VMware Workspace Suite

EUC Screen-Shot-2014-08-25-at-12.18.51-PM

VMware announced the new Workspace Suite. This is the compilation of traditional Horizon View combined with assets from Airwatch and joining with CloudVolumes.  If you combine this with vCloud Air DaaS and the previously announced app publishing VMware was left no stone unturned….  Except profile management. Stay tuned.

Project Fargo – “VMFork”

This is nicknamed from the UNIX command, fork.  The idea is that instantaneously you will be able to fork a desktop and clone it in volume.  I think the natural question should be how is this different than storage array cloning?  In this case it’s a copy on write of the CPU and memory not just the data. (thanks Jeramiah)

Storage

  • VVols – VMware did not announce anything more on VVols as a launch but did education on deeper topics.  See here for link to recorded session.  Another cool revelation was the concept of VASA being the control plane and VVols being the data plane.

vvol-architecture

  • Project Magic (this is big IMO) – This is something shown late on Thursday where vCAC can now call down to storage and execute commands to external storage arrays, pre-VVols!  This is done by vCO programming to work with SPBM and the VASA provider to make policy based executions based on vCAC’s policy groups and/or blueprints.
  • VMware IOFilters (VAIO) – Here’s the future of all “kernel mode”.  In the future VMware will provide an IOFilter for software providers to connect into for kernel mode things like caching and acceleration. Aaron Patten did a good blog post here about it.

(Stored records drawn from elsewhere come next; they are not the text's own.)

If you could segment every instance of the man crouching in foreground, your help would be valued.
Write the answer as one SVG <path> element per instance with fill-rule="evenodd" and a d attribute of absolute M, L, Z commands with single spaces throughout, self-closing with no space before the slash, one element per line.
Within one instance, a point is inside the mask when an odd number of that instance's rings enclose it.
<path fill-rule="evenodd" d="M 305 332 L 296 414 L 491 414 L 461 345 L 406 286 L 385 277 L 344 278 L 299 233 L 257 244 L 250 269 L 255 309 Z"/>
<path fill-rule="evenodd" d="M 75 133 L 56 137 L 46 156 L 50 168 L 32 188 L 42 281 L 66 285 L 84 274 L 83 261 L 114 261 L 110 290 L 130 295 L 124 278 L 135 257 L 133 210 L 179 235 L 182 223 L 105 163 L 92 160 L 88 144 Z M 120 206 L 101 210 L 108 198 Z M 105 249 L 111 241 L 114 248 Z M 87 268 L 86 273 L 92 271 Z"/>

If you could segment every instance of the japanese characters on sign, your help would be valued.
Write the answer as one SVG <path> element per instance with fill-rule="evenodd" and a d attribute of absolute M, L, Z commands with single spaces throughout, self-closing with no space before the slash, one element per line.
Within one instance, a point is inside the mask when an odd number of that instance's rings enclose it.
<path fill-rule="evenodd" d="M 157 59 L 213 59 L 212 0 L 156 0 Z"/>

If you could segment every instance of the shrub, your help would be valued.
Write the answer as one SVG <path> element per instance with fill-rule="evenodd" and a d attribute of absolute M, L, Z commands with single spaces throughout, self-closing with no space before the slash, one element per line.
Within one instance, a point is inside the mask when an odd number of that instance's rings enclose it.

SolidFire Agile Infrastructure for Cisco, VMware

NGDC_vi

At VMworld SolidFire announced Agile Infrastructure for Cisco and VMware. This is a reference architecture taking Cisco’s best of breed UCS Servers and Networking combined with SolidFire’s scale-out flash storage running VMware’s Virtual Infrastructure.  The key in this isn’t simply the reference architecture but that it’s tested with mixed workloads which makes it unique.  Here’s a sample of the workloads:

  • Boot storm of 200 VMware Horizon View desktops
  • Two hosted Oracle OLTP database workloads running approximately 230,000 TPM
  • MongoDB job running 70 concurrent threads
  • Inline data reduction, including deduplication, compression and thin provisioning, driving 13.5x efficiency rates across all three workloads

SolidFire also showcased Fibre Chanel for the 1st time. This now provides a full range of organizations to access legacy Fibre Channel for the SolidFire scale-out, all-flash solution.

IMG_5738

My Net Take

VMworld 2014 was the usual success in attendees and it feels like the energy is back. Disruption seems to rule the day being lead by interests in transcending all you’ve done previously.  OpenStack, getting beyond VDI, consumption models, hyper-convergence for SMB/commercial, All Flash Storage, and mixed workloads for a full enterprise solution all ruled the day.  The key in the future seems to be at what pace will organizations move to disrupt themselves and embrace all this new innovation?  And how will they control it?